Diet Tip 4 - Healthy weight loss = move Get up and move around will reduce the amount of food you need. This is experienced by those who are active and sporty (ie sports, fitness center, jogging, etc.). If you want, this is not the only way to increase your activity level. You can go to school, cycling to work, up and down stairs several times before showering or taking an extra lap or two around the grocery store.
American College of Sports Medicine recommends 30-45 minutes of moderate exercise, performed 3-5 times per week in the guidelines for healthy aerobic activity. If you can do to go around the block twice before going to sleep, it might be a good start. With a lot of moves you will rarely eat, except on your eating schedule. In addition, with many moves you'll burn more calories in the body.
A good aerobic exercise can provide the benefits are cumulative - you get the same health benefits from taking three ten-minute walk all day in carrying out your activities. With this in mind, it can be easier to break your activity into several sections. so that you realize you have to exercise considerable 


Diet Tip 5 - Gradual changes are best for weight loss Reduce your intake of calories in your body gradually, it would be better for you. Many diet programs allow you to do this. Remember that small changes are easier to maintain than drastic. Start by always reducing the amount of food on your plate, and drink water instead of soda. Small changes were also more likely to do, until you get the results you want. The goal is to make eating a little food, it becomes your lifestyle. You will run comfortably. In this way, you can survive for years, not just a matter of weeks. 


Diet Tip 6 - Do not eat If satisfied or fairly satisfied, stop eating. It is not necessary to eat to your stomach feels like it will explode. Also remember that it takes time for nutrients in the food into the bloodstream, and circulated to the nerve centers of the brain that regulates appetite. Eating slowly is helpful in this regard - you give your body a chance to realize that you have enough to eat. Eat only when you feel hungry.

Diet Tip 7 - Do not take too much food if you want to lose weight
Do not tell yourself that you never have anything else, so you will soon want the food. Not that people should eat no fat to be a healthy, but make sure you eat in moderation, and may try to balance the fatty foods. You eat in the afternoon, by choosing celery in the evening. Suffice to eat small meals.

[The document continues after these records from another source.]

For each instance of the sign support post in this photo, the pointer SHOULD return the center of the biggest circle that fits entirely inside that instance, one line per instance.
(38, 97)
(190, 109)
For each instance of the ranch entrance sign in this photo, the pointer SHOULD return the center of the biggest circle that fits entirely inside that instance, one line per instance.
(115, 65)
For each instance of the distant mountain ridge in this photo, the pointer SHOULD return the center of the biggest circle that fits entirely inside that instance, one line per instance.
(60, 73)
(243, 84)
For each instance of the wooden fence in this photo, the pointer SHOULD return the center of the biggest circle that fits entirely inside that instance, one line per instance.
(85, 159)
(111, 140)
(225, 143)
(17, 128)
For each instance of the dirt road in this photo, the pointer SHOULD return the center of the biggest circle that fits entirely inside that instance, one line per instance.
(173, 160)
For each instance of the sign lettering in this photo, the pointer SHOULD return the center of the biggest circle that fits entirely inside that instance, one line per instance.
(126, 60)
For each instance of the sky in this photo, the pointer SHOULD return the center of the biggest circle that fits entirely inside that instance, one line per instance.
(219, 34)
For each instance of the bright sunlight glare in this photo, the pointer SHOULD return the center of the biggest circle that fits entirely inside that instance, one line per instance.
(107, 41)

Diet Tip 8 - Failure to lose weight
Poor diet and exercise routines that are not sustainable will not make you have the desired weight in the long run. You need to focus on realistic goals and achievable - behavior modification that you can live with for years, not weeks. For example, let's say hypothetically someone is 4 pounds overweight, but has the perfect balance of energy - they eat the exact same amount of calories they burn every day, so the weight remains constant. If a person is to sacrifice the little food they have every day, said a few chips equals 100 calories, for one year lost more than 4 pounds! One pound of body fat represents 3500 calories stored. 100 calories X 365 days per year = 36 500 calories, or more than 4 pounds of fat. Small changes can make a big difference in your health.